Third-Party Risk Assessments: Evaluating and managing risks associated with third-party data handling.
Implementing/Reviewing Regulatory Updates: Ensuring your policies reflect the latest regulatory changes.
Compliance Audits: Reviewing your existing framework to ensure effectiveness and adherence.
Staff Training: Providing training on regulatory requirements and compliance best practices.
For more information, visit https://www.riskpro.in/it-advisory/digital-personal-data-protection-act-2023

 

  • What are the exemptions under the DPDPA Act?

The DPDP Act does not apply to:
Personal Data for Personal Use: Data processed by individuals for their own personal or household activities is not covered by the Act.
Publicly Available Data: Data that has been made publicly available by:The individual to whom the data pertains (the data principal), or
Any person or entity required by Indian law to make such data public.
These exemptions help ensure that the Act focuses on more formal data processing activities and does not interfere with personal or legally mandated public information.

 

  •   What is the Legal Basis for Processing Personal Data Under the Digital Personal Data Protection Act (DPDPA) 2023?

The Digital Personal Data Protection Act (DPDPA) 2023 stipulates that personal data can only be processed with explicit consent from users, unless there is another valid legal basis for doing so. This consent must be freely given, meaning that users should not feel any pressure or coercion to provide it. Additionally, the consent must be unconditional, implying that it cannot be made dependent on any other conditions, such as the purchase of a product or service. These requirements ensure that users’ consent is both genuine and voluntary. However, the legal basis for processing personal data is not limited to consent alone. The Act also allows for processing based on certain legitimate uses, such as the necessity of processing for contractual obligations, compliance with legal requirements, or protection of vital interests.

 

  •  Is there compensation available for individuals if their personal data is compromised under the Digital Personal Data Protection Act (DPDPA) 2023?

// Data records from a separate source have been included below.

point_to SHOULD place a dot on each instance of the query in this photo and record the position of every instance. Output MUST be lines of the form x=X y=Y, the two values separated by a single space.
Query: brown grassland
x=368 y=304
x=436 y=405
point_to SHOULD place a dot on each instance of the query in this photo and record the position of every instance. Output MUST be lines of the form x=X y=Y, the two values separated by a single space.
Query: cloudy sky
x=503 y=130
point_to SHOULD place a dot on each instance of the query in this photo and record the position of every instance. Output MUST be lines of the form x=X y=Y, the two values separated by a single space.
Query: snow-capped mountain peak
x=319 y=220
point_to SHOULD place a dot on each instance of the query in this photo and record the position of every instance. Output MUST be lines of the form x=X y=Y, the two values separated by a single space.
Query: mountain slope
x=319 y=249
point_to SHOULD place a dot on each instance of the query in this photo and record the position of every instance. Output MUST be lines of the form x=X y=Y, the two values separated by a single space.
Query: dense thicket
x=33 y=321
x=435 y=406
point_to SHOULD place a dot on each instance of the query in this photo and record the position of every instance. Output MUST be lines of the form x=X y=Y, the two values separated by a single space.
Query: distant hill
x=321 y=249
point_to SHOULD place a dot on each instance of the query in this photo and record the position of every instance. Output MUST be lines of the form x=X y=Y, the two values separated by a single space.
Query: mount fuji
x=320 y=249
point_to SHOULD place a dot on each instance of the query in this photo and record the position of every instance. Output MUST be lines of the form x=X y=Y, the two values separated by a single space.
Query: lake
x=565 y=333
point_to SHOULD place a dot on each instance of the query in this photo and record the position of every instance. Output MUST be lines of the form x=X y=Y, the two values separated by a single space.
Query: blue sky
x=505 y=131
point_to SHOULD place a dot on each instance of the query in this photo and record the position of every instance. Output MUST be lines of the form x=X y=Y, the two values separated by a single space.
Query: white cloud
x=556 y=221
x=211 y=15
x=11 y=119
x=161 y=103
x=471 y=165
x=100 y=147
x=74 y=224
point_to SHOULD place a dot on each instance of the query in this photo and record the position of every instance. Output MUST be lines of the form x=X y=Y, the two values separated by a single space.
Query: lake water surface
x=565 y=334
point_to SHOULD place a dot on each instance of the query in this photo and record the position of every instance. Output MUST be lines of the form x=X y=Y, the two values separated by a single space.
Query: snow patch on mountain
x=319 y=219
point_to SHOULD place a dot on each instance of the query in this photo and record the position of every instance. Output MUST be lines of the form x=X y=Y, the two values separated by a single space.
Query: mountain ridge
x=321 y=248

No, the DPDP Act does not provide for compensation to individuals if their personal data is compromised. The Act focuses on setting out rules for data protection and requires organizations to implement measures to safeguard personal data, but it does not include provisions for financial compensation to data principals.

 

  • What is the main purpose of the Digital Personal Data Protection Act (DPDPA) 2023?

The purpose of the DPDPA 2023 is to regulate the processing of digital personal data in a way that balances the rights of individuals to protect their personal information with the need for organizations to process data for legitimate purposes. The Act aims to safeguard individuals' privacy while ensuring that data processing activities are lawful and properly managed.